In the Z-pinch is a toroid and it is formed from the plasma formerly flowing, resistance free, through a Birkeland Current. If you have seen what some people call the "hour-glass" shape, then you are seeing the transition from the BC to the Z-pinch. Previously a resistance free pathway becomes constrained by the taper. As soon as the taper begins, light is emitted from reactions between the positive and negative particles of the plasma. The results are very specific, a ring feature is produced marking the start of the taper. As the taper increases more and more light is to be seen, this illuminates the shape of the taper, producing the hour-glass shape on both sides of the Z-pinch. At the Z-pinch there is an extremely bright light. This is where billions of reactions are going on and will continue to go on.
The torroid should properly be called a plasmoid because it is formed by the plasma formerly travelling through the BC.
The product of the reactions is atoms, no particular atoms have priority over any other, if the positive and negative components of a particular atom meet, collide or embrace then such an atom will be made.
One of the interesting aspects of the plasmoid is that it a limit to the amount of electromagnetic energy it can handle and just like a man made capacitor it overloads. The man made capacitor discharges, but the plasmoid has a better way of coping, it splits by parthenogenisis. It creates a baby, so to speak, plasmoid. Both now are able to
cope with the volume of electromagnetic energy.
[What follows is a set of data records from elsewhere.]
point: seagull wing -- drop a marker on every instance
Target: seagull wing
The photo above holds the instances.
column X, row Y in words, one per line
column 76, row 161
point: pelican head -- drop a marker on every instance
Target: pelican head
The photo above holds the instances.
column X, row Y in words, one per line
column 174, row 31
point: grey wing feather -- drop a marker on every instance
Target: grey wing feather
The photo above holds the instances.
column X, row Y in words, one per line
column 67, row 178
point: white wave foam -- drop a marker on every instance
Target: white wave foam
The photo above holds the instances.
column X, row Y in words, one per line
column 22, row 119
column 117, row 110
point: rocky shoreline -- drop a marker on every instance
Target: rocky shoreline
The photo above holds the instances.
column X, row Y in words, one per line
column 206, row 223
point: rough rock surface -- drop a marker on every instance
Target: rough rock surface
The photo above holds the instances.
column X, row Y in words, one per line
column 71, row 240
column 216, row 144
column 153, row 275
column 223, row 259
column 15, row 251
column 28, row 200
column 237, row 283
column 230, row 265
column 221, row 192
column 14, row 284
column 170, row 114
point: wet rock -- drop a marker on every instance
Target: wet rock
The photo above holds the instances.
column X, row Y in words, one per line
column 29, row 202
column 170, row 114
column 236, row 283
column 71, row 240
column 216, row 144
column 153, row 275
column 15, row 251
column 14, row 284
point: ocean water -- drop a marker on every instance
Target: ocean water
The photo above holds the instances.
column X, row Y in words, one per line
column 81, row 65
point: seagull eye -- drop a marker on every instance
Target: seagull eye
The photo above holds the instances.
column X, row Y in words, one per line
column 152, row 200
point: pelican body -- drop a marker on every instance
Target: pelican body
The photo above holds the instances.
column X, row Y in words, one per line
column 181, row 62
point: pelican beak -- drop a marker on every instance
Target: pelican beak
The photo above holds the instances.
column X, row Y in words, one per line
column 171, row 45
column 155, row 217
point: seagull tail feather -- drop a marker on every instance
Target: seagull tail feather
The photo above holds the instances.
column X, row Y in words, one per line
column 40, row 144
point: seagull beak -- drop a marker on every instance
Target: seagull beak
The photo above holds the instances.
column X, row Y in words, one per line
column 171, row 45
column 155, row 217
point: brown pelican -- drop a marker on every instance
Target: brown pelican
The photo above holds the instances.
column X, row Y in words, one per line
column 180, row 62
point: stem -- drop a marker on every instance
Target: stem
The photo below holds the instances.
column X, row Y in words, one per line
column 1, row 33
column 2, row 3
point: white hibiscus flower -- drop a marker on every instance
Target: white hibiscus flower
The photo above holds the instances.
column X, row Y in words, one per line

However, as the volume builds again an overcapacity condition happens again. Another parthenogenisis occurs, this time both plasmoids will be involved.
Imagine that process happening time after time, we could have quite a family of plasmoids, which should now be called proto-stars.
Demands elsewhere on the electromagnetic energy will reduce the need for all the proto-stars and the connection to the BC will be lost to almost all the newly formed entities. Internal tentative connections between the proto-stars become the most important links between the entities that have lost their connection with the BC. Electromagnetic energy will from now on will be supplied by the remaining proto-star(s).
What we now have it a structure akin to our solar system, with a single or multiple stars passing on BC current to the non-stars within their system.
The glow of the plasmoid, flaring outward with nothing of note(as far as I can tell) happening in the centre means that what was called a black hole in prehistoric times is now revealed to be a plasmoid.
So we have made a complete family out of the fourth state of matter, we know how it was done and what the facilitator was. That family now exists but what are its intentions for the future. Obviously, it has none it will just continue to exist, the planets will consist of solids, liquids and gas, probably sorted into that order.
Each planet having a waterery surface with the lightest type of rock forming a continuous crust over progressively denser rock. If we know of a planet that does not meet that description, we have the right to assume that something external to the process of their creation must have happened.